I reparti di pediatria e i Pronto soccorso degli ospedali di tutta Italia sono pieni di bambini con problemi alle vie respiratorie. E il motivo del ricovero è quasi sempre lo stesso: influenza, coronavirus (Covid), bronchiolite, polmonite e relative complicazioni.
L’allarme, lanciato già un paio di mesi fa dalla Sip (Società italiana di pediatria) e ribadito adesso, è motivato non solo dal boom di piccoli contagiati (si tratta in genere di bimbi con meno di 5 anni), ma anche dalla congestione di molti ospedali e in particolare dalle insufficienti strutture di terapia intensiva pediatrica, che secondo le analisi della Sip, sarebbero sottodimensionate rispetto alle necessità del Paese e rispetto agli standard di altri Paesi europei.
“Ricoverare i bambini in una unità di terapia intensiva pediatrica” chiarisce la professoressa Annamaria Staiano, presidente della Sip, “permette di curarli in modo più appropriato rispetto ai piccoli che, in mancanza di posti disponibili, finiscono in terapie intensive per adulti. E questa considerazione è tanto più reale quanto più il bambino è piccolo e grave. Le terapie intensive pediatriche, infatti, sono tarate sui bambini e hanno un’elevata specificità non solo per i dispositivi medici, ma anche per le competenze del personale”.

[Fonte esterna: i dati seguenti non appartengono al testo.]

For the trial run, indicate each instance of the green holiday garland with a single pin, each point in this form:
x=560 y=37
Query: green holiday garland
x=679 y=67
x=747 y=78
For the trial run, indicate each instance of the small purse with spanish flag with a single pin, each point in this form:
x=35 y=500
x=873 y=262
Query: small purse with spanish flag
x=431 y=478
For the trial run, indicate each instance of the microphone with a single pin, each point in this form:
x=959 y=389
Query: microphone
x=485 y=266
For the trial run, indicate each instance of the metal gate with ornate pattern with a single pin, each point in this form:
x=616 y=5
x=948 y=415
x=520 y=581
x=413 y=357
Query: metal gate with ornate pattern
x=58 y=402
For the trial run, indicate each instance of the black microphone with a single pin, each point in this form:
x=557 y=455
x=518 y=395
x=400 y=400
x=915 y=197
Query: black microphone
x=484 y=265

I ricoveri pediatrici in ospedale sono attualmente dovuti a malattie respiratorie tipiche della stagione fredda e non solo: dall’influenza (che quest’inverno è particolarmente aggressiva per i più piccoli e può avere complicanze rischiose come la polmonite), alle parainfluenze, dai rhinovirus e gli adenovirus (raffreddori che nei lattanti possono diventare pericolosi) ai coronavirus (in particolare il Sars-cov-2/Covid con le sue contagiose varianti attuali), fino al virus repiratorio sinciziale (Vrs), responsabile di forme di bronchiolite e polmonite anche molto serie, che infettano soprattutto i bebè sotto l’anno di vita.
Tutte queste malattie hanno diverse caratteristiche in comune: sono causate da virus respiratori, hanno sintomi molto simili (come tosse, starnuti, febbre, raucedine, fame d’aria), sono fortemente contagiose e si trasmettono attraverso le microscopiche goccioline (droplet) di saliva o muco che si dispendono dell’aria quando si tossisce, si starnutisce o semplicemente si parla.
È molto facile che un adulto (anche un genitore) o un bambino (per esempio un fratellino più grande), pur non sospettando di esserne in qualche modo responsabile, possa infettare un bebè di pochi mesi semplicemente prendendolo in braccio e coccolandolo o baciandolo. Potrebbe infatti essere portatore asintomatico di una malattia respiratoria (per esempio Covid) o potrebbe avere un malanno in incubazione (per esempio influenza) e quindi contagiare il piccolino senza saperlo.
È noto che nel primo anno di vita il sistema immunitario non è ancora sviluppato. Certo, è anche vero che fino ai 6 mesi ci sono gli anticorpi passati dalla mamma durante la gestazione, ma spesso non bastano: il bebè di conseguenza resta più esposto al potenziale contagio e a tutte le conseguenze che le infezioni possono comportare.
Come fare quindi a evitare di esporre i più piccoli a questi rischi? Il consiglio dei pediatri è concorde: fare tutto il possibile per evitare di contagiarsi, in modo da non rischiare di contagiare a propria volta il piccolo indifeso. Ovvero sottoporre se stessi e i propri figlioli più grandi alle vaccinazioni disponibili e continuare a mettere in pratica tutte le norme anti-contagio che si sono perse negli ultimi tempi. Vale a dire lavarsi spesso le mani, usare le mascherine, tenere le distanze di sicurezza, evitare i luoghi chiusi, gli ambienti affollati, gli assembramenti… Sono gli stessi accorgimenti che abbiamo messo in pratica negli ultimi anni per arginare la diffusione del Sars-Cov-2 (Covid), ma aiutano a tenere lontano anche tutti gli altri virus respiratori.